At first, I considered the function $f(x)=sin^{n}(x)$ where $x\in[0,\pi]$.
I thought this was a good example, however when $x=\pi/2$ then $\underset{n\rightarrow\infty}{lim}(f(x))=1$ and therefore it does not converge to a continuous function since when $x\neq\pi/2$, $\underset{n\rightarrow\infty}{lim}(f(x))=0$.
I then considered the function $f(x)=1_{[n,n+1]}(x)$ for $x\in [a,b]$. Where, $1_{[n,n+1]}(x)$ is the characteristic function, ie $f(x)=1$ if $x\in[n,n+1]$ and $f(x)=0$ otherwise.

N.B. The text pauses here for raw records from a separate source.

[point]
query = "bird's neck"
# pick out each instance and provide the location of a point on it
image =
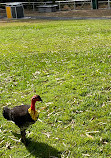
(32, 105)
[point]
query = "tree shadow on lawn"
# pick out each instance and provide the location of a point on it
(39, 149)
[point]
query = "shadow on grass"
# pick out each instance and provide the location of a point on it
(39, 149)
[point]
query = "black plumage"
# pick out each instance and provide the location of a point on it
(21, 116)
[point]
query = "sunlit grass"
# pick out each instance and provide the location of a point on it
(68, 64)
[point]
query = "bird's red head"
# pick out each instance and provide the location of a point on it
(33, 101)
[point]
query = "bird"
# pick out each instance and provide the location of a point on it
(23, 116)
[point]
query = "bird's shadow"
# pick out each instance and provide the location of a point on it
(39, 149)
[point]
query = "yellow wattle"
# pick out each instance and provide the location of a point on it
(34, 114)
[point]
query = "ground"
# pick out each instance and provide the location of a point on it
(71, 13)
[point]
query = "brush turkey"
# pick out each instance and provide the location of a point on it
(23, 115)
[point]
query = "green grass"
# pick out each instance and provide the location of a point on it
(68, 63)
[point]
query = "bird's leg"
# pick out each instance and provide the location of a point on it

This also seemed like a good idea, until I realized that when $n>b$ then $f(x)=0$ regardless of $x$.
Any suggestions ?
It should be sufficient to take a sequence of continuous (and therefore uniformly continuous) "triangle functions" on $[0, 1]$ where the $n$th function is supported on $[0, \frac{1}{n}]$, but the heights of the triangles do not approach 0 as $n \to \infty$. Then the pointwise limit is 0 everywhere (for $x=0$ because each triangle function has value 0 there, and for $x>0$ because eventually the functions become 0 for such an $x$); and therefore the pointwise limit is continuous. However, because of the condition on the heights of the triangles, the convergence to 0 will not be uniform.